Gordon McMillan gmcm at hypernet.com
Tue Aug 31 14:38:56 EDT 1999


Sven Drescher writes:
> 
> I have a little problem. It's really urgent. I wrote a program with
> threads. One thread is the Python/Tk loop with my graphical user
> interface and the other is an work thread.
> 
> Now my question:
> How can I get the entrie-variables of python in my work thread.
> 
> I know such functions like PyArg_ParseTuple and so on to convert the
> values, but is there a possibility to have an C-reference variable
> to a python variable or so?

Short answer: "no".

Problem 1:  Difference between reference semantics and slot 
semantics.

 foo = "I'm a string"
 foo = foo + ", but now I'm longer"

In C, the first foo has no relationship to the second. In a case like 
this (references to immutables where the reference may change), you 
have to look up "foo" in the appropriate dictionary.

Problem 2: scope. What dictionary does it live in?
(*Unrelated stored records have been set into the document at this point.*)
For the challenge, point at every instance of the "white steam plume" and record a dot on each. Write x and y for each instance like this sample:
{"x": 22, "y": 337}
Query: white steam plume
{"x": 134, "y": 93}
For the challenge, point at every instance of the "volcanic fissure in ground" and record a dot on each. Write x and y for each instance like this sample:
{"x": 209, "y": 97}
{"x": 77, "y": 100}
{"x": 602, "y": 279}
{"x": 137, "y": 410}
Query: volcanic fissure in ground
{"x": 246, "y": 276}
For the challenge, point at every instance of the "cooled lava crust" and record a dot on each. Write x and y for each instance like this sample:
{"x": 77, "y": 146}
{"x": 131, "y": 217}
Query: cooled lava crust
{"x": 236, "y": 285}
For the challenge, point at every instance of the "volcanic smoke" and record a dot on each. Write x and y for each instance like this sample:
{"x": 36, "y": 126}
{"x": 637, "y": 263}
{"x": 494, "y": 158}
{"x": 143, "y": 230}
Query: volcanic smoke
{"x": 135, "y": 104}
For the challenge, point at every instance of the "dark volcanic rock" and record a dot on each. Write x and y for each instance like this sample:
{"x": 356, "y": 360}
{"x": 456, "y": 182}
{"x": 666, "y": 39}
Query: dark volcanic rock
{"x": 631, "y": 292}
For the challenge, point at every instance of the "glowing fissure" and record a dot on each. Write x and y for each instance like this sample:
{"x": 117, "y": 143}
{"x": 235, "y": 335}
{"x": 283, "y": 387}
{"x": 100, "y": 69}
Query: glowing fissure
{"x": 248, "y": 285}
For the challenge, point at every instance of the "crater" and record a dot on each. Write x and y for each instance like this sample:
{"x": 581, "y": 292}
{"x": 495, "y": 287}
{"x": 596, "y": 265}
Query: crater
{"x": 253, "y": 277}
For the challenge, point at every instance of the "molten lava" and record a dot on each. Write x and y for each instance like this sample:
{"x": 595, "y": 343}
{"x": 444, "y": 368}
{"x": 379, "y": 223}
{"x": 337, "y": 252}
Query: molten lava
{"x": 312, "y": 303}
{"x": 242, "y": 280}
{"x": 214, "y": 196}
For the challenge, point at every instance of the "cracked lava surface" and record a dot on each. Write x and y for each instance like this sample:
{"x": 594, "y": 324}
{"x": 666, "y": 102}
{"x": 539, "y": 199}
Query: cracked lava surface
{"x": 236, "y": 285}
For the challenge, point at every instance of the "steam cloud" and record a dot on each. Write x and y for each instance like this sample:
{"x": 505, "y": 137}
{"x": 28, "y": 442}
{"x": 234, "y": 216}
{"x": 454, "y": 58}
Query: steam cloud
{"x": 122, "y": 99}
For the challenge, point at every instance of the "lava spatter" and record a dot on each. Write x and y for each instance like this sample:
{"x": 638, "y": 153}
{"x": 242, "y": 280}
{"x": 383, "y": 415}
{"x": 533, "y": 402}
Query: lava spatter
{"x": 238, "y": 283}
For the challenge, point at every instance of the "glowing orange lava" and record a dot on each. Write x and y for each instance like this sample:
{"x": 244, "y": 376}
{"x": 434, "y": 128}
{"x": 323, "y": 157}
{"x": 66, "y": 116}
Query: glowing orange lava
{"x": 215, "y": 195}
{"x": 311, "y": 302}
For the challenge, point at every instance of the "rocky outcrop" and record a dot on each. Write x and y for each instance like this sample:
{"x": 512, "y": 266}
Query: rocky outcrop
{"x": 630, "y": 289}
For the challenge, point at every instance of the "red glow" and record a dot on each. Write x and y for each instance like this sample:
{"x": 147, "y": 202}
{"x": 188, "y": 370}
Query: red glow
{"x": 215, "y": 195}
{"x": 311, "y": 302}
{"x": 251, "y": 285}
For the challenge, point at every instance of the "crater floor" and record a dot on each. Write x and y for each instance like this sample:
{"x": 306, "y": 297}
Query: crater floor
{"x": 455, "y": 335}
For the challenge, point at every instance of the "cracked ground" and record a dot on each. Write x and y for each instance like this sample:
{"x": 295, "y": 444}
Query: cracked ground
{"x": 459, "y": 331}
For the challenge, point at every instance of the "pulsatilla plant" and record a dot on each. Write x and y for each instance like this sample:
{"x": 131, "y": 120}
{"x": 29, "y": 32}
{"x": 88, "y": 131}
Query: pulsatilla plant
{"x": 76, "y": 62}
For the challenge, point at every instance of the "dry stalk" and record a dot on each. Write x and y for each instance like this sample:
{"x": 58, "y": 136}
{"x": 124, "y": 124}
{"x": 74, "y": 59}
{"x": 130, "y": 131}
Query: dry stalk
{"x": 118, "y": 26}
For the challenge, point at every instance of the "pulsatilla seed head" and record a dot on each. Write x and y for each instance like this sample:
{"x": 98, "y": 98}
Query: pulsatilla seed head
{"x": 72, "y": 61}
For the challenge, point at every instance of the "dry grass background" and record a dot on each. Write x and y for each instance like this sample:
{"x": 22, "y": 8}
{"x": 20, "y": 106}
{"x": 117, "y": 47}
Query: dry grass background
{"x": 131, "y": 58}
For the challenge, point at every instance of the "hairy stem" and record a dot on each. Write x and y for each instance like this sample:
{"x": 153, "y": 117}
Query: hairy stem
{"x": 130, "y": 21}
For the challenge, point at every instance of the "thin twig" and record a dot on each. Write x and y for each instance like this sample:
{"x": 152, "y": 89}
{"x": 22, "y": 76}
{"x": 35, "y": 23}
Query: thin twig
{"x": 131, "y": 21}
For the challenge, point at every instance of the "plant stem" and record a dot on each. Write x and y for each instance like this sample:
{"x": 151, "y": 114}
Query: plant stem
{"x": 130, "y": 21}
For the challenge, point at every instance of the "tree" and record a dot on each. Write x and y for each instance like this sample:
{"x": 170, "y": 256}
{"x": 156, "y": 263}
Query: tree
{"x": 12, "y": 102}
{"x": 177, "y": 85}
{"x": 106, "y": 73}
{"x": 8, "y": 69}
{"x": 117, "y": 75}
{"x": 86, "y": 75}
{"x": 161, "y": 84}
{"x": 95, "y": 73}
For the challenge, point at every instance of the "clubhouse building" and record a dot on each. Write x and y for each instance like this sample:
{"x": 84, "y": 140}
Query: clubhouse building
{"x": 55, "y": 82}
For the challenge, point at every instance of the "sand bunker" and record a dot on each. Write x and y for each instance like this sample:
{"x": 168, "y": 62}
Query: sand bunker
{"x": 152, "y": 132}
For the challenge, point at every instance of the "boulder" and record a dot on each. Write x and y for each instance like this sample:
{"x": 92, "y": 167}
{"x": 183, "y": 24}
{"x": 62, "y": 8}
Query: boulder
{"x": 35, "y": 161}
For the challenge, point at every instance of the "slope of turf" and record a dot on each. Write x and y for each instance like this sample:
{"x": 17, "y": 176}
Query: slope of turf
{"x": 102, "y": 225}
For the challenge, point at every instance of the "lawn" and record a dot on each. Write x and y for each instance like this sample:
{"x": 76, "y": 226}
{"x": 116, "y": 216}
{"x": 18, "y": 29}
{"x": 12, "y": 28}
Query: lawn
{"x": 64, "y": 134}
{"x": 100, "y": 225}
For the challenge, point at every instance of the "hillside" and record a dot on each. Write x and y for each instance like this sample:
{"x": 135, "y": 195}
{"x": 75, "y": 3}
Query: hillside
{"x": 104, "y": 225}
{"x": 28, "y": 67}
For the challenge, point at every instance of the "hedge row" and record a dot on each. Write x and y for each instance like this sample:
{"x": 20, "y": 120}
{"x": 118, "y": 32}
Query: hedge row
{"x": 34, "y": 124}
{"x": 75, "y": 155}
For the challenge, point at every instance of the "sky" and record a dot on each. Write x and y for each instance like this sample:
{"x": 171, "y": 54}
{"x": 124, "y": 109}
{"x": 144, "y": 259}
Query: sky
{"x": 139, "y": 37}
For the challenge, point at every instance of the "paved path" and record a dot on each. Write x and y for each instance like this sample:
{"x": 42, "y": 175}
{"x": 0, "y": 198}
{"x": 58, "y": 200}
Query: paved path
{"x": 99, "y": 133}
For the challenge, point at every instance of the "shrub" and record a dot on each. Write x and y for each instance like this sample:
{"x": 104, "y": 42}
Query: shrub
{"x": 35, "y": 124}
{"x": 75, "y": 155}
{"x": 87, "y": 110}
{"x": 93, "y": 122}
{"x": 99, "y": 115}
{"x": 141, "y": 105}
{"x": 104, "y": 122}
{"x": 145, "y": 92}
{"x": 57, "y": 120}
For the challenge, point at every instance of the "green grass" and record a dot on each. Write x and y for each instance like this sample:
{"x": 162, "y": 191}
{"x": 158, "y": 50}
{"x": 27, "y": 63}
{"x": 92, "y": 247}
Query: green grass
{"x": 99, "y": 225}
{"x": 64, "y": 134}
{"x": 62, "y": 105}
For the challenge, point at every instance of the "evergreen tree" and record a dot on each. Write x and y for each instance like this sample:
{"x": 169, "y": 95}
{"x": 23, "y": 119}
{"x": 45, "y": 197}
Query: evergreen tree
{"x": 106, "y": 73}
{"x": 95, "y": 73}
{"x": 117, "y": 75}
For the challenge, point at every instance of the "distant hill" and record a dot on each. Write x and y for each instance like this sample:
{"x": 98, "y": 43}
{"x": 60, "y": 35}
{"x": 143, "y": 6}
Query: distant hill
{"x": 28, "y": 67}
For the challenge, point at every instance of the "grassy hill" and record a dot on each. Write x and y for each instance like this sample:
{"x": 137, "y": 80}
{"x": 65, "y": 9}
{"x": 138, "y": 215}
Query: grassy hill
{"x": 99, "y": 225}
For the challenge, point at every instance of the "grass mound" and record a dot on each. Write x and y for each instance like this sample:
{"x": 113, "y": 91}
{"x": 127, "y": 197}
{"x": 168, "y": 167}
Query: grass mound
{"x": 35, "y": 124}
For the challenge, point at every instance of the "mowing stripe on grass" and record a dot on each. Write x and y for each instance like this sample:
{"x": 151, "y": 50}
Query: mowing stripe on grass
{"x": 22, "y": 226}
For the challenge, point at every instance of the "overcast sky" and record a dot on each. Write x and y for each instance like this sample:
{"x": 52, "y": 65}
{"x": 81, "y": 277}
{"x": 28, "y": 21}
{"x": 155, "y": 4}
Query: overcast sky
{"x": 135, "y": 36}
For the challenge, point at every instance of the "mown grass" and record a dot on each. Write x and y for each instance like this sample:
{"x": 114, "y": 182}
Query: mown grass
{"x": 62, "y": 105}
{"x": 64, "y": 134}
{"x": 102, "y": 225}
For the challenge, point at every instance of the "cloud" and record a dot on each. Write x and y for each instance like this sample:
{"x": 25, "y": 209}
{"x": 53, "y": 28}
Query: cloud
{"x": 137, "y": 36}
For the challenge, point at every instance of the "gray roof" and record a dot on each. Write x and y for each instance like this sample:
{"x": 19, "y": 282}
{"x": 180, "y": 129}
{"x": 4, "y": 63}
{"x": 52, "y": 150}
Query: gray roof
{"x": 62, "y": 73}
Well, I think we can assume you're only talking about globals. In 
which case, the longer answer is "yes, sort of". You can of a 
module's dictionary in your C code and look things up in it. You 
could even optimize this (only look it up once) for those cases where 
you know the reference doesn't change, but that's a bit risky:

 a = []
 a.append(3) # reference doesn't change
 a = a[:] # oops, reference changed.

As long as you don't release the interpreter lock in your C code, you 
won't have to worry much about race conditions (everything you do 
will be atomic as far as Python is concerned). If you do release the 
interpreter lock, make sure any Python variables are in a consistent 
state, and don't touch them until you've re-aquired the lock.